A bolsa brasileira acelerou ganhos nesta sexta-feira (12 de dezembro) e retomou o patamar de 161 mil pontos pela primeira vez em dias, sinalizando força na reta final do ano.
O Ibovespa operou em alta de 1,09% nas primeiras horas de negociação, alcançando 161.064 pontos, consolidando a recuperação dos últimos pregões e reafirmando a solidez da performance anual do índice.
O desempenho do mercado acionário reflete um conjunto de fatores econômicos positivos convergindo para o mesmo sentido. A decisão do Banco Central de manter a taxa Selic estável em 15% ao ano, comunicada na quarta-feira (10), foi absorvida pelo mercado como cenário de estabilidade, eliminando incertezas sobre movimentos de política monetária até o fim do ano.
Esta foi a quarta manutenção consecutiva da taxa básica desde julho, período em que o BC interrompeu o ciclo de elevações de juros que havia marcado a primeira metade de 2025.youtube
A divulgação do crescimento do setor de serviços em outubro também reforçou o otimismo entre investidores. Os dados liberados nesta sexta-feira pelo Instituto Brasileiro de Geografia e Estatística (IBGE) revelaram expansão de 0,3% do setor na comparação com setembro, marcando a nona alta consecutiva.
Na comparação com outubro de 2024, o aumento atingiu 2,2%, demonstrando recuperação da atividade econômica. O setor de serviços, responsável por mais de 70% do Produto Interno Bruto brasileiro, renovou seus recordes históricos na série que começou em 2011, situando-se 20,1% acima do patamar pré-pandemia.
O dólar cedeu terreno frente ao real, registrando queda de 0,27% e alcançando cotação próxima a R$ 5,39, movimento que se alinha com o enfraquecimento da moeda norte-americana nos mercados globais.
A pressão de juros mais baixos nos Estados Unidos, sinalizada pelas esperanças de redução pela Reserva Federal, flui positivamente para os mercados emergentes, incentivando fluxos de investimento para ativos de maior rentabilidade.
Entre os destaques setoriais, as commodities mantêm seu protagonismo.
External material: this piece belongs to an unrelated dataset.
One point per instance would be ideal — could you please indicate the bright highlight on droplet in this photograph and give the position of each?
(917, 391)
Vale e Ambev apresentaram altas, liderando os ganhos do índice, enquanto o setor financeiro opera de forma equilibrada.
Os bancos fecham o dia em trajetória firmemente positiva, contribuindo para o avanço do índice, embora a Petrobras enfrente pressão pelo enfraquecimento dos preços internacionais do petróleo, com recuo próximo aos 2%.
O desempenho acumulado reforça a impressionante trajetória de 2025. Com ganho acumulado de 32,34% desde o início do ano, o Ibovespa não apenas recuperou dos estresses econômicos dos primeiros meses como construiu uma performance considerada sólida mesmo em cenário de juros estruturalmente altos.
A recuperação da confiança reflete na semana, com ganho acumulado de 1,15%, sugerindo que o fluxo de capital doméstico e internacional continua encontrando oportunidades na bolsa brasileira.
O contexto fiscal também favorece a perspectiva para os últimos dias de negociação. As aprovações de medidas de aumento de receitas no Congresso Nacional, como a taxação de fintechs e plataformas de apostas, contribuem para a percepção de disciplina nas contas públicas, aspecto relevante para o apetite de risco dos investidores.
A expectativa de cortes de juros no próximo ano, com projeções do mercado apontando para redução da Selic a patamares próximos de 12,25% ao fim de 2026, oferece perspectiva adicional de estímulo à atividade econômica.
A consolidação do patamar de 161 mil pontos representa não apenas um marco histórico, mas também a manifestação de confiança renovada no mercado acionário brasileiro. A sequência de nove meses de expansão dos serviços, dados que sublinham a resiliência econômica, e a estabilidade monetária criada pela postura cautelosa do Banco Central estabelecem fundações mais sólidas para as negociações que se aproximam do encerramento do ano.
A bolsa brasileira segue demonstrando que, para além das incertezas políticas e fiscais que marcaram o período, existe espaço para ganhos reais em ativos acionários de qualidade.